L’installazione è organizzata da Joshua Siegel, Curatore del Dipartimento di Cinema, e Lucy Gallun, Curatrice del Dipartimento di Fotografia, con Kaitlin Booher, Beaumont and Nancy Newhall Curatorial Fellow, Dipartimento di Fotografia.
Il rapporto dell’artista con il MoMa: il grande archivio filmografico
Riconoscendo la sua relazione unica e importante con il MoMA, nel 2015 Frank ha donato tutti i suoi materiali filmici e video unici alla collezione del museo. Queste opere abbracciano l’intera carriera di Frank nel mondo dell’immagine in movimento, dal suo psicodramma Beat del 1959 Pull My Daisy (co-diretto con Alfred Leslie e interpretato dai poeti Allen Ginsberg, Peter Orlovsky e Gregory Corso; dagli artisti Larry Rivers e Alice Neel; dall’attrice Delphine Seyrig; con la narrazione di Jack Kerouac) al suo video del 2008 Fernando, un toccante ritratto di un amico artista svizzero, e Harry Smith at the Breslin Hotel, 1984 (2017).

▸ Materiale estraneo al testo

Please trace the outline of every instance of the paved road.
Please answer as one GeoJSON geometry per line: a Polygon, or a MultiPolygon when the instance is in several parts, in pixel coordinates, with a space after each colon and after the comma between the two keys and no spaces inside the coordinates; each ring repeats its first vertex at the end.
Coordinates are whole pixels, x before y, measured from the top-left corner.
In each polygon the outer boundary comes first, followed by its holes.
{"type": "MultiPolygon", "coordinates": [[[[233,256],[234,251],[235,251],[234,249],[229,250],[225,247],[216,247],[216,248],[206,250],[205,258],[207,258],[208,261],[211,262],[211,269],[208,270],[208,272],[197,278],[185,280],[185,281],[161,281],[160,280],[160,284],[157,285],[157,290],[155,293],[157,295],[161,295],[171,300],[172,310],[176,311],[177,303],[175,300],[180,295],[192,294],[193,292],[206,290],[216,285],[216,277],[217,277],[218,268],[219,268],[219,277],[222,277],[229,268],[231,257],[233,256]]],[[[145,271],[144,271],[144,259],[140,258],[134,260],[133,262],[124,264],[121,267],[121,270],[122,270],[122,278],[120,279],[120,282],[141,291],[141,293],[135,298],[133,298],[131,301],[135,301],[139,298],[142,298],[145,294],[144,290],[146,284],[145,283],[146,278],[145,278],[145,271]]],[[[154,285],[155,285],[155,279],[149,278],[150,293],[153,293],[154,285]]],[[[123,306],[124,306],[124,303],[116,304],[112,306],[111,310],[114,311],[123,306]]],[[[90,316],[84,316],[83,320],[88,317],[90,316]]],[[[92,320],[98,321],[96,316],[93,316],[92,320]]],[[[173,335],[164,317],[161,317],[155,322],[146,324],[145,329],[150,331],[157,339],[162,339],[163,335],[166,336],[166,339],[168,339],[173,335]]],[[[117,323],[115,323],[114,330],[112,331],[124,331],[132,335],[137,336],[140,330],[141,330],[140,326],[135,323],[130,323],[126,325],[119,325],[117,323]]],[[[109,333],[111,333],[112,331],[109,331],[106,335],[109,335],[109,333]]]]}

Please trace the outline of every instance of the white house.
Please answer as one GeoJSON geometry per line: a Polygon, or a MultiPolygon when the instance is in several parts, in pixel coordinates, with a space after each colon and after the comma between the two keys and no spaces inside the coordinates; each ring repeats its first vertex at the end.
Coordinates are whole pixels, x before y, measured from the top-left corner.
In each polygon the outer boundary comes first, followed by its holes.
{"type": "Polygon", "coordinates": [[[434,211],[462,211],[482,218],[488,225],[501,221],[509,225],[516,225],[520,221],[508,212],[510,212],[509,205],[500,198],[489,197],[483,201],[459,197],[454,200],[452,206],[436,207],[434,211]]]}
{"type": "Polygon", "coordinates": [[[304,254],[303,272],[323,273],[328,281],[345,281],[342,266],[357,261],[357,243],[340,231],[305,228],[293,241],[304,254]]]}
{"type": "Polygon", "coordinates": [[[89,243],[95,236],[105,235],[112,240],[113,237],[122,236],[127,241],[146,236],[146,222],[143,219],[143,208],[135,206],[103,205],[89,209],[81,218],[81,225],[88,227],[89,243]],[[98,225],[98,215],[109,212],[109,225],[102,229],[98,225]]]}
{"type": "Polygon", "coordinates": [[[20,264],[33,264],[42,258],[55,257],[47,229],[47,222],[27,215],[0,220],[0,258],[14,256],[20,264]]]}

Non semplice complemento alla sua fotografia, i film di Robert Frank hanno profondamente trasformato il suo approccio alla creazione di immagini. Mosso da inquietudine e da una passione per il rischio sperimentale, Frank abbandonò in gran parte la fotografia per dedicarsi al cinema alla fine degli anni ’50. Quando tornò alla fotografia negli anni ’70, il suo lavoro divenne meno prezioso e singolare: iniziò a manipolare le immagini statiche in vari modi, graffiando e dipingendo direttamente sulla superficie del negativo o dell’emulsione, realizzando collage e montaggi. Film come Conversations in Vermont (1969) e About Me: A Musical (1971), ritratti autobiografici della vita familiare e comunitaria, furono precursori di progetti profondamente personali e intimi come il libro d’artista del 1972 The Lines of My Hand. L’apparente qualità improvvisativa di questi film portò Frank a interessarsi alle gratificazioni immediate offerte dalle Polaroid.